Accolade entre Carl Icahn (gauche) et Bill Ackman (droite) en 2014 (Images live CNBC)

Icahn est connu pour le “Icahn lift”, un phénomène de hausse de la valeur de l’action d’une société après l’achat de parts de celle-ci par Carl Icahn.

Actes philanthropiques :

Malgré ses nombreux investissements hostiles et peu éthiques, Icahn est un grand philanthrope. Il a continuellement donné une partie de sa fortune à son ancienne école de Princeton, qui a servi à la fondation d’un laboratoire génomique qui porte son nom. Il est aussi un grand donateur pour le Mount Sinai Hospital de New York, permettant la construction d’un institut médical, et donnant son nom à l’école de médecine de l'hôpital. Il possède également sa fondation qui détient plusieurs bâtiments d'hébergement pour les sans-abri, dont un complexe de soixante cinq habitations destinés aux femmes célibataires enceintes ou avec un ou des enfants. 

Style d’investissement : 

Greenmail : Carl Icahn est connu pour avoir fait usage du greenmail à de nombreuses reprises. Il prend une participation considérable dans des entreprises, qu’il menace d’OPA hostile, et reçoit une proposition de rachat à plus haute valeur de ses actions par ces entreprises pour l’empêcher d’en prendre le contrôle.

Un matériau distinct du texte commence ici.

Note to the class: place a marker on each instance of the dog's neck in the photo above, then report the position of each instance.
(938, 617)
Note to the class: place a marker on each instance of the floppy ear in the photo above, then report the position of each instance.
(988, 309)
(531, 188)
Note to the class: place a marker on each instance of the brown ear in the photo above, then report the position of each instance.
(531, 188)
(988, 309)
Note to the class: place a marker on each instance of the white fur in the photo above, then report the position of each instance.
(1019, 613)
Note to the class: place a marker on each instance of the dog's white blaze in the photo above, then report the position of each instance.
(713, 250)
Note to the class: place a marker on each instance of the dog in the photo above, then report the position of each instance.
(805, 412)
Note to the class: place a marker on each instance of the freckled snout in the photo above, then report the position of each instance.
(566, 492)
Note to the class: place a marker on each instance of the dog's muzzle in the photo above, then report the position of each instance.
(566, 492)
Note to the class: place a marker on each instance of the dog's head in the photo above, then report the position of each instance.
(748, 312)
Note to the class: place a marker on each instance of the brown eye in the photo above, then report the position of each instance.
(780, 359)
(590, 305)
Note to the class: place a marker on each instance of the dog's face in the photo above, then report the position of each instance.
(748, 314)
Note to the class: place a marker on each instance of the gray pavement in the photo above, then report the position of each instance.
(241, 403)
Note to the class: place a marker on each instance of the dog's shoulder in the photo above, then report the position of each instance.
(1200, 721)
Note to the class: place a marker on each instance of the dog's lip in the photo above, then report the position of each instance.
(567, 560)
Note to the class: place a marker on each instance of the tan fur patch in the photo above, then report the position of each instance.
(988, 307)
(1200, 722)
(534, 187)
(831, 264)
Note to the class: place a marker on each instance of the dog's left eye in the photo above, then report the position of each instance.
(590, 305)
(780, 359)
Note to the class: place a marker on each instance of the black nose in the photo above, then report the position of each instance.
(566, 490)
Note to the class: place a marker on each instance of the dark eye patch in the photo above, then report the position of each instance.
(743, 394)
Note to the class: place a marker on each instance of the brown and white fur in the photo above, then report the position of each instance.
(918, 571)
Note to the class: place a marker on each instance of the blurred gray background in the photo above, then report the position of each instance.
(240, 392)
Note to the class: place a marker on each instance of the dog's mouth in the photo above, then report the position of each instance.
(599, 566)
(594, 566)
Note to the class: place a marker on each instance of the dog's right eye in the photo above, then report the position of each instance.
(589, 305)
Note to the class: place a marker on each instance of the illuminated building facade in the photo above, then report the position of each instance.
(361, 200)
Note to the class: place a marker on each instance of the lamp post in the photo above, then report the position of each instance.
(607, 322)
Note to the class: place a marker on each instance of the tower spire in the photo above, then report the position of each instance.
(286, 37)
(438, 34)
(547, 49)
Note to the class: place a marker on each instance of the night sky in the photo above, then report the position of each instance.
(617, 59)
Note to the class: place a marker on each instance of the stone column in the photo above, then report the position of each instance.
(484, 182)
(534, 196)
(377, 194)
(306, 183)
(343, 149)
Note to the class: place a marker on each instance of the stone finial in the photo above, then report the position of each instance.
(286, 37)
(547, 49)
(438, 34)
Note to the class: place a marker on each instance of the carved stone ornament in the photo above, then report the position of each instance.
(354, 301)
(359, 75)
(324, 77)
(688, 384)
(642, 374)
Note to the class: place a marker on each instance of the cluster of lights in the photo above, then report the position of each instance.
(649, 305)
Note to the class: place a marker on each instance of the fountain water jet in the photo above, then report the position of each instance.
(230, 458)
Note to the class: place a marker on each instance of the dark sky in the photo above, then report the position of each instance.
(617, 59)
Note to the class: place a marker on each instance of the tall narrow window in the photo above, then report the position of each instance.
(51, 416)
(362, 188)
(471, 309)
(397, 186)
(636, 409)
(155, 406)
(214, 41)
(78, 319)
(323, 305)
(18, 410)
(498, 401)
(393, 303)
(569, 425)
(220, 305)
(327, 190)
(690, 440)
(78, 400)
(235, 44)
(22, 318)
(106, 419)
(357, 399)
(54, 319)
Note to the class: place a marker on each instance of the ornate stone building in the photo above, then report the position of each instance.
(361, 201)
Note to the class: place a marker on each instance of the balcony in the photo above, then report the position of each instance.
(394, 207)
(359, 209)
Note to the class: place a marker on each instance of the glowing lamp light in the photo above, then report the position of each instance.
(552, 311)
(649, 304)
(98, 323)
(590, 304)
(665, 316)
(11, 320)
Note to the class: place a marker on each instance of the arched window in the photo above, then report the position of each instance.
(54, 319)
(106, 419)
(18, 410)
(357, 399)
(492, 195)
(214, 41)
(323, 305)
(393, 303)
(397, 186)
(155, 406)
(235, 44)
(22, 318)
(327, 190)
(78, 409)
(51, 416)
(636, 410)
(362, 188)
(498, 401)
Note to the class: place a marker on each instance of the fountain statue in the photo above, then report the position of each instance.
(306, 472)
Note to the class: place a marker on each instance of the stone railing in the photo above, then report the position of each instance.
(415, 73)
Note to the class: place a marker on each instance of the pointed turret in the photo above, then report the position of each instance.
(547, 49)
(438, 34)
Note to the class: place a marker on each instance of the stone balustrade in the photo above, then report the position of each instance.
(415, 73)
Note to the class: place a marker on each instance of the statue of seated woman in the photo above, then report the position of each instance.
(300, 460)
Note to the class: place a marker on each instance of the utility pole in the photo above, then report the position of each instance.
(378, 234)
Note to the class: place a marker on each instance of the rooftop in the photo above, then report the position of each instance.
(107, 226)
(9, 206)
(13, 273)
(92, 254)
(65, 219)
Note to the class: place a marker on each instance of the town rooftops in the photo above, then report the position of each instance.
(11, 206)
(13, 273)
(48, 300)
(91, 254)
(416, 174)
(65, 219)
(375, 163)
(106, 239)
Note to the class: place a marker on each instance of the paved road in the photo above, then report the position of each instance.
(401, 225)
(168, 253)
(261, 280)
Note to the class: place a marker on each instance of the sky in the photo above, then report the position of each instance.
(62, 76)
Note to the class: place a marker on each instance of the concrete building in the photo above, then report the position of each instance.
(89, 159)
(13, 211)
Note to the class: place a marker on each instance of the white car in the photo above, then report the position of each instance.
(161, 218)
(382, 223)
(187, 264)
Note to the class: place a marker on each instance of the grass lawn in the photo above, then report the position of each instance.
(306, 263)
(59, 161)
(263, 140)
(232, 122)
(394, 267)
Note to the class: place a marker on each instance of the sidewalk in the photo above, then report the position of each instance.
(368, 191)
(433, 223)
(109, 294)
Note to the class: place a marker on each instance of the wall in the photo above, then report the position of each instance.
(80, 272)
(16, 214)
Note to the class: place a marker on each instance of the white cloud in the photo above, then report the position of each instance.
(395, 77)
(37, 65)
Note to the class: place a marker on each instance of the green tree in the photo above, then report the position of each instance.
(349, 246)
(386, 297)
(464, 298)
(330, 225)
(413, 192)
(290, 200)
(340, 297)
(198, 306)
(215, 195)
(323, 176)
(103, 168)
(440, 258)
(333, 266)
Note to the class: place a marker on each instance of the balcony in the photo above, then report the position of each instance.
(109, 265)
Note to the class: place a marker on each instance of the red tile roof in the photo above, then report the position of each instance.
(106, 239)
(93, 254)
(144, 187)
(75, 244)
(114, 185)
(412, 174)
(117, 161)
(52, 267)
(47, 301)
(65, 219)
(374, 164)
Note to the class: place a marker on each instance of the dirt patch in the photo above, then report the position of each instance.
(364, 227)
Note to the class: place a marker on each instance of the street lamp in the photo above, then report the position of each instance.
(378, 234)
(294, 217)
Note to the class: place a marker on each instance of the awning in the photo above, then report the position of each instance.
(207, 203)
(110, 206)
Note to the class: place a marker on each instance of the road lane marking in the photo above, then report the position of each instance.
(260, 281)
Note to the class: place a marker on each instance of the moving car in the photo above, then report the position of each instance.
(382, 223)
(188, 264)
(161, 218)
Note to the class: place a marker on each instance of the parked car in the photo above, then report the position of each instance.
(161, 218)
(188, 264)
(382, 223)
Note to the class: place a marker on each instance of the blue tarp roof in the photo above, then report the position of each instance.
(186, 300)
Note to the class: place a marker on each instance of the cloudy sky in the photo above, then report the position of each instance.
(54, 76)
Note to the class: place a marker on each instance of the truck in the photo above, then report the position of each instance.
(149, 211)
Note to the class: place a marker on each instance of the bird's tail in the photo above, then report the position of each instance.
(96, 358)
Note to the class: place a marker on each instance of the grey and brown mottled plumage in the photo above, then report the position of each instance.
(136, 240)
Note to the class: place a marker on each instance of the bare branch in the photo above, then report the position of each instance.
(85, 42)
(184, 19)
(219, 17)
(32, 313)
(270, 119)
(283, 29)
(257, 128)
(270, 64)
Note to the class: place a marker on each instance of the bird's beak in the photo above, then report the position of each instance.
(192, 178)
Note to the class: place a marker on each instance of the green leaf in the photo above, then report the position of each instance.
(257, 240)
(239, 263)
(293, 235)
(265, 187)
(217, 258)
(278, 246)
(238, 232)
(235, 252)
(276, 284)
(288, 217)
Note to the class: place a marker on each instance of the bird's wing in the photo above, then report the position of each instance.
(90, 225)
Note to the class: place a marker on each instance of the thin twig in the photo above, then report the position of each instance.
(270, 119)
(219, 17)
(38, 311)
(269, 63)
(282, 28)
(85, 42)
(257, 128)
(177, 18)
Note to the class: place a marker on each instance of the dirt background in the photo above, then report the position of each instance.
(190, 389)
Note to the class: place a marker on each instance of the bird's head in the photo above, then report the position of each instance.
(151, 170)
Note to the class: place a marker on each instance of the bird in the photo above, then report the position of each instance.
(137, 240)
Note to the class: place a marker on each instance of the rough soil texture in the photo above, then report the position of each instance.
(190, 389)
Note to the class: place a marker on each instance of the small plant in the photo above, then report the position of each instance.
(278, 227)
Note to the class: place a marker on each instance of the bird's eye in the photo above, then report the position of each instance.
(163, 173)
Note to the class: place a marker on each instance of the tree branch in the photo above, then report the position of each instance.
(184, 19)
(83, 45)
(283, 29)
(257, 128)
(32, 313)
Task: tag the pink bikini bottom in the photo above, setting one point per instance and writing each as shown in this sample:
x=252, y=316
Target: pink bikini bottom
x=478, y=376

Investissement value : Icahn investit très souvent dans des sociétés qu’il estime largement sous valorisées avec des PER faibles ou une valeur comptable nette bien supérieure à la valeur de marché : « Ma philosophie d’investissement, généralement, avec des exceptions, est d’acheter quelque chose quand personne n’en veut ».

Rémunération des PDG : Icahn ne se cache pas, il estime que les salaires et primes des directeurs de sociétés sont trop élevés et décorrélés des performances réelles des entreprises. Et il en profite en prenant le contrôle de nombreuses sociétés.